(1982, dir. Godfrey Reggio)

Here’s a movie I’ve been desperately avoiding for years. Sure, it keeps popping up on “all-time best movie” lists. But green beans pop up on “healthy food” lists, too. Doesn’t mean I want to eat them. Ever.

Koyaanisqatsi is an 85-minute experimental film, featuring no characters, no dialogue, and no conventional plot. What it does feature is beautiful photography (in both slow-motion and time-lapse) and a truly stunning score by minimalist composer Philip Glass.

There’s some truly memorable imagery. For the first half of the film, director Godfrey Reggio and cinematographer Ron Fricke lovingly capture some of earth’s most dazzling natural features, lingering on the images while Glass’s score drones dramatically. Midway through, the film shifts abruptly to industrial imagery—cities filled with listless people, machines, pollution, destruction, gaudy electric lights, and grease puddles—while the score grows increasingly frantic and shrill.

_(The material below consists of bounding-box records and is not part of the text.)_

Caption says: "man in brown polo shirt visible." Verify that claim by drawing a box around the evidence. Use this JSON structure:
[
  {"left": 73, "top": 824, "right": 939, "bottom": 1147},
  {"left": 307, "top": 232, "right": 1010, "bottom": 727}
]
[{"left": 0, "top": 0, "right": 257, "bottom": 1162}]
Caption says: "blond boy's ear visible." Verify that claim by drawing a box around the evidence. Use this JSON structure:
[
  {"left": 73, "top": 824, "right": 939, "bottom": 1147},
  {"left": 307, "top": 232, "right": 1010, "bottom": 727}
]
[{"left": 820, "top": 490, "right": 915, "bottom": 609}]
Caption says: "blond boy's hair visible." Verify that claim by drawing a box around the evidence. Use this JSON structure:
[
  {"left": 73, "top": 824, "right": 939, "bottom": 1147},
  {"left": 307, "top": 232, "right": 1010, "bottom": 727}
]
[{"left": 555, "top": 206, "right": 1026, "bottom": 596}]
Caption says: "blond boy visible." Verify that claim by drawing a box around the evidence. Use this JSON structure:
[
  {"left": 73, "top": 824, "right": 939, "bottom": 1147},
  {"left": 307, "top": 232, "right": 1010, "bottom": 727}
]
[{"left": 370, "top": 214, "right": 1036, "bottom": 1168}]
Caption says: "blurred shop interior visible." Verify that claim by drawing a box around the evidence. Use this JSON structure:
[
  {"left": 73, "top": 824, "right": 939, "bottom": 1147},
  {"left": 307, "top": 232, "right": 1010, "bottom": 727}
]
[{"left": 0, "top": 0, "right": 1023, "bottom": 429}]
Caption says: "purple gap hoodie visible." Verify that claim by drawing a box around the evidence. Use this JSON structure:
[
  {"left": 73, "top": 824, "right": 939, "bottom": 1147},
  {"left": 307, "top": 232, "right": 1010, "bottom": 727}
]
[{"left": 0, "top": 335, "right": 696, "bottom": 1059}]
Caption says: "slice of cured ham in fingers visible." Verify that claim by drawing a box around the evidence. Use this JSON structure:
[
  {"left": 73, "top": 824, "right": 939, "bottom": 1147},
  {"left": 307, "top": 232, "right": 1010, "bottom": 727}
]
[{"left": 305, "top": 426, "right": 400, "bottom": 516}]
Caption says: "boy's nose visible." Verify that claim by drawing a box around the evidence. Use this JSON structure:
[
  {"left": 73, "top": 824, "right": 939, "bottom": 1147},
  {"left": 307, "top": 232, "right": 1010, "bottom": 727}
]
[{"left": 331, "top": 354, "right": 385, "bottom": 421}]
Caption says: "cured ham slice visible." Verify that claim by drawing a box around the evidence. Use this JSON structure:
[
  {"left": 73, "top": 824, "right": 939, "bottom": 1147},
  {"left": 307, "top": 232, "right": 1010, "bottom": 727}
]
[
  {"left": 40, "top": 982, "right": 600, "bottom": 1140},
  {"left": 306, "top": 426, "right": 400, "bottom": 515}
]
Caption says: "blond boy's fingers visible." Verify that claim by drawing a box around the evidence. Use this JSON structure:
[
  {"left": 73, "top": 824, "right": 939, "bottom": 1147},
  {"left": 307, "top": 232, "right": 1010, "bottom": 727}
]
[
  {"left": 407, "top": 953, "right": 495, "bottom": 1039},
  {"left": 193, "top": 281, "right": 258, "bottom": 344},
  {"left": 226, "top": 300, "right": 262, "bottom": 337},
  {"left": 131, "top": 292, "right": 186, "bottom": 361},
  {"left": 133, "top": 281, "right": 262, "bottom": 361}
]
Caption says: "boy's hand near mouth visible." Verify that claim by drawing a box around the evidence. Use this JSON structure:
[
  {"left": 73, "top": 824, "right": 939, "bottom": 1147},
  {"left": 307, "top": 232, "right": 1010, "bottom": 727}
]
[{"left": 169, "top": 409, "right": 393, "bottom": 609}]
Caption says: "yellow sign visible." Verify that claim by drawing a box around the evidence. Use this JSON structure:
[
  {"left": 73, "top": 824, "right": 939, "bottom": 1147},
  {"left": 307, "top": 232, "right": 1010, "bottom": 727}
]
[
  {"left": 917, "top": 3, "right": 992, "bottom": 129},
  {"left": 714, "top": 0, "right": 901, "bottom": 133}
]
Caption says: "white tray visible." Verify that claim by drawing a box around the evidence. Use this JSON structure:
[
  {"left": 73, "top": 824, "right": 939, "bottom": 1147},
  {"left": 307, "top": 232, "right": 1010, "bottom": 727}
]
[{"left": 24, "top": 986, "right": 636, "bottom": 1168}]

The subtitle of Koyaanisqatsi is Life Out of Balance. As an environmental memo, it’s laudable, but the film simply overstays its welcome. Striking as his images are, Reggio repeats them too often, never surprising us or revealing anything new after the initial point has been made. It’s interesting to see modern society reduced to an abstract visual, but it’s not that interesting.

Hard to recommend this one. The film requires your undivided attention, but then treats it carelessly. At 30 minutes, Koyaanisqatsi would be a stunning experience. At 85 minutes, I’m afraid it’s a bit of a chore.